At the top of the page there will be tabs. You can create your own to hold content you chose, and there will be tabs for your favorite circles. Each one will have specialized news feeds from the contacts in them, and you will be able to view these contacts and their profile pages through the navigation tools. Contacts can be ordered by time you’ve known them, distance from you, alphabetical order, how often you have contact (phone calls, text messages, etc.) with them, and even preference (who you like the most, which business/restaurant you like more, etc.).

Placing a call would be as simple as selecting the contact and pushing the “call” button. There would be a video call button, a send message button, a send photos or files button and perhaps (though third party applications) other buttons could be added as well for interaction with your contacts (anyone up for a good poke fight?).

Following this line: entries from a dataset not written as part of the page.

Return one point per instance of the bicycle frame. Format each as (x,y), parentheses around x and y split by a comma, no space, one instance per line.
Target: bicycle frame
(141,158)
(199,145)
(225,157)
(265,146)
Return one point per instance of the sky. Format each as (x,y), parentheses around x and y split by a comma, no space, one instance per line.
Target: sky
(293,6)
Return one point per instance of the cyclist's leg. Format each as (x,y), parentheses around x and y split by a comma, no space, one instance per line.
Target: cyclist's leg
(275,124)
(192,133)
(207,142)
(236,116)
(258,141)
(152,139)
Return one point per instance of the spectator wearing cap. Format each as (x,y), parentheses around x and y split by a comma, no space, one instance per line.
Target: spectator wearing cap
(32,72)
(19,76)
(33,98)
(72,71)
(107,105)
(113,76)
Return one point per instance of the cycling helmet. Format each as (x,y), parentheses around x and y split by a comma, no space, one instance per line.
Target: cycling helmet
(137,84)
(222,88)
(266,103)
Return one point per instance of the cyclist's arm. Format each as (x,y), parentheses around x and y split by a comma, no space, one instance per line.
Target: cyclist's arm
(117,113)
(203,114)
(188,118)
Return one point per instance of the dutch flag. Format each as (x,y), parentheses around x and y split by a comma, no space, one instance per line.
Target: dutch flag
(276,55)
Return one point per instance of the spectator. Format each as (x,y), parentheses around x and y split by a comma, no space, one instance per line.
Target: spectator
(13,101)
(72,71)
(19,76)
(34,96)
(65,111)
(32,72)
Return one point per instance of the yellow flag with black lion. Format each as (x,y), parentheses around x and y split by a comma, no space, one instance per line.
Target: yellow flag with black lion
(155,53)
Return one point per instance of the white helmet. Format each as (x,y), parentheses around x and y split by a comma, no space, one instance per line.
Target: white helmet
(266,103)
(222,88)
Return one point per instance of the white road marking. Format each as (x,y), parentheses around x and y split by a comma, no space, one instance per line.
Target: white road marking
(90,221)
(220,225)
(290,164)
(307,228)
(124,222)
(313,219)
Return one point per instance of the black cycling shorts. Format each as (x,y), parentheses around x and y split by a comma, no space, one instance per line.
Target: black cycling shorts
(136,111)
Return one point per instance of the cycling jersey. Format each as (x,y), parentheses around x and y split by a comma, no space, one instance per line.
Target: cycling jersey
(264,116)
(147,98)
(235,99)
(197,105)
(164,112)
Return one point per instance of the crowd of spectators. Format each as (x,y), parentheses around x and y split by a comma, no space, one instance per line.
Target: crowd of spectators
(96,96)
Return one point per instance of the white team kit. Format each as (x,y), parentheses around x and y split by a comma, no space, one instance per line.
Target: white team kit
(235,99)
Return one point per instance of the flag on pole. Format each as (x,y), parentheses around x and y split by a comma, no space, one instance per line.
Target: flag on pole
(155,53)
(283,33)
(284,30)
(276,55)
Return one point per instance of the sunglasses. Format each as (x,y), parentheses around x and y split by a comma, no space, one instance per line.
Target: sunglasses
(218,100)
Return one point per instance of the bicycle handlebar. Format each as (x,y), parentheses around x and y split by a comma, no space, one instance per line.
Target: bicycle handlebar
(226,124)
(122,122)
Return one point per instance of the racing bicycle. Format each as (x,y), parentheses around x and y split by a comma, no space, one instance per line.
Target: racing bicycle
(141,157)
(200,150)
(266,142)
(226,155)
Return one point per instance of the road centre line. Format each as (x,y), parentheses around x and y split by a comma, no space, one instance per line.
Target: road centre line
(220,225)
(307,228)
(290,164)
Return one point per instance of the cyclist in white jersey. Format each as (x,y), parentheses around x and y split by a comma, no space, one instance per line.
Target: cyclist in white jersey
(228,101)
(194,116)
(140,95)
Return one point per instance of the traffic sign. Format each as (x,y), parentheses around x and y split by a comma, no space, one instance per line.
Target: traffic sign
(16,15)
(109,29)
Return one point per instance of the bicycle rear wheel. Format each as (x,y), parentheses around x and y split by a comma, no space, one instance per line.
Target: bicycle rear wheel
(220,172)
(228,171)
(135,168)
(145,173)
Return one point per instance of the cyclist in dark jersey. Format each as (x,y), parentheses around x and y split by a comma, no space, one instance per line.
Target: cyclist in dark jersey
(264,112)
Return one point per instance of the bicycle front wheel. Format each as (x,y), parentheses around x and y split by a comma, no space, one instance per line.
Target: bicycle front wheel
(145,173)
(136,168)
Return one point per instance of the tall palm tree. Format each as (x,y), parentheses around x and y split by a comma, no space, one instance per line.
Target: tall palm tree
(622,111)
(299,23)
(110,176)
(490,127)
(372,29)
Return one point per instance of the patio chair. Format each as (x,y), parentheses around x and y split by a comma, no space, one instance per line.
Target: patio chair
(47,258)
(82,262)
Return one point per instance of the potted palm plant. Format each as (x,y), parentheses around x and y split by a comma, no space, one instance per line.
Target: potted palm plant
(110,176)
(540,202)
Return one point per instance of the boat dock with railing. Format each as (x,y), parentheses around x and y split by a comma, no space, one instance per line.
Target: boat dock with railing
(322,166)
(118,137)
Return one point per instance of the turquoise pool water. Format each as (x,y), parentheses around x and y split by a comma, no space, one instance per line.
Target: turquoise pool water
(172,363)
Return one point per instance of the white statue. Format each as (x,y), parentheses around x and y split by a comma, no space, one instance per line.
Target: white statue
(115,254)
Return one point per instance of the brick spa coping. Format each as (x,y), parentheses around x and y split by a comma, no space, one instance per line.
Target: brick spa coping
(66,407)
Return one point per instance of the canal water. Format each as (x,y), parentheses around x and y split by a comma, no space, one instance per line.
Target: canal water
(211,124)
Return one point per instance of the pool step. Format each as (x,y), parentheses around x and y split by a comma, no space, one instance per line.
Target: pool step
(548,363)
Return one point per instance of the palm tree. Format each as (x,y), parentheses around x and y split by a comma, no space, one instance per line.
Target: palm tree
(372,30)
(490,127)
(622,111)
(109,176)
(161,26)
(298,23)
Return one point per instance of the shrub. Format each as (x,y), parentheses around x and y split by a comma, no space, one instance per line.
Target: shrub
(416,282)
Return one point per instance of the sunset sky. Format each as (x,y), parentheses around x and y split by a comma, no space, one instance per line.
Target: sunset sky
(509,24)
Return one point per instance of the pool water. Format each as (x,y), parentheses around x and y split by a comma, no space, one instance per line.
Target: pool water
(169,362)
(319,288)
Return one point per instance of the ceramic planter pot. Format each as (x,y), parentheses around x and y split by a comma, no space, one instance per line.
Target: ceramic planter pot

The actual hardware would HAVE to use OLEDs to save battery power and provide richer images. There would be a speaker, microphone, jack for external components (maybe), bluetooth and other wireless connectivity, USB (or whatever else we’re using then) for a keyboard or something, a multi-touch screen big enough to actually read all that stuff people write on their profiles but not so big you can’t carry it around with you, a camera hidden behind the screen for natural face to face video conferencing, and a couple other things like battery charging accommodations (though that might be wireless too by then) and an on/off mechanism (though you probably won’t use it all that often). It would need to be small enough to fit in a pocket, but not too small. Data entry could be through a slide-out keyboard, on-screen keyboard or even through speech-to-text technology (which is getting better every day).

The internet site that runs your phone might be reformatted to fit the smaller screen, ditching some things to save space and make it fit. When viewed online from a larger screen, this would not be an issue, and the site would have no limitations. The free account would include a profile and all networking functionality. If anything were to be charged, it would be a monthly fee to have high quality VoIP calls with video, though I don’t know why a free subscription couldn’t offer the same VoIP that Google Talk offers today for free. If all goes well, when you sign up for this service, you should be able to tell it the URL and login information of a social networking site you’ve already been using (such as MySpace or Facebook), and it will go in and import all of that hard work you’ve already done there into this new service. That way you won’t have to enter all that personal information AGAIN! After all, who wants to type out all of their favorite music and interests for ANOTHER social networking site? Not me!

One of the coolest features of a service like this would have to be the ability to share your handset. Say you have a friend who signed up and got a profile, but didn’t buy the phone, and he wants to call his mother. You can hand him your phone and he can log on to the site through password verification just like we do on any other social networking or banking site today. He uses your phone as though it were his own, then logs off and you log back on. It’s that easy.

Finally, and I know you’re about to give me the”run-on sentence-king” award and “diarrhea-of-the-mouth” award, I truly do believe that this is all just a couple years away, once someone decides to do it. There are patents to be considered, as well as the availability of high speed wireless internet connections, but overcoming those hurdles, this service is already available, you just have to piece it together and make them talk to each other. If anyone out there is interested in actually doing this, and they have the ability to get things done (find programmers, designers, engineers, manufacturers, web hosts, etc.), I don’t mind if you steal my ideas. First of all, they probably aren’t unique, and second of all, I think it’s going to happen whether I do it or not. The only thing I ask in return for taking my idea isn’t credit, but a piece of the pie. Not a percentage of the earnings, but a handset! I just want to be able to use the service I’ve dreamed up without having to pay for it. Is that too much to ask? I think not!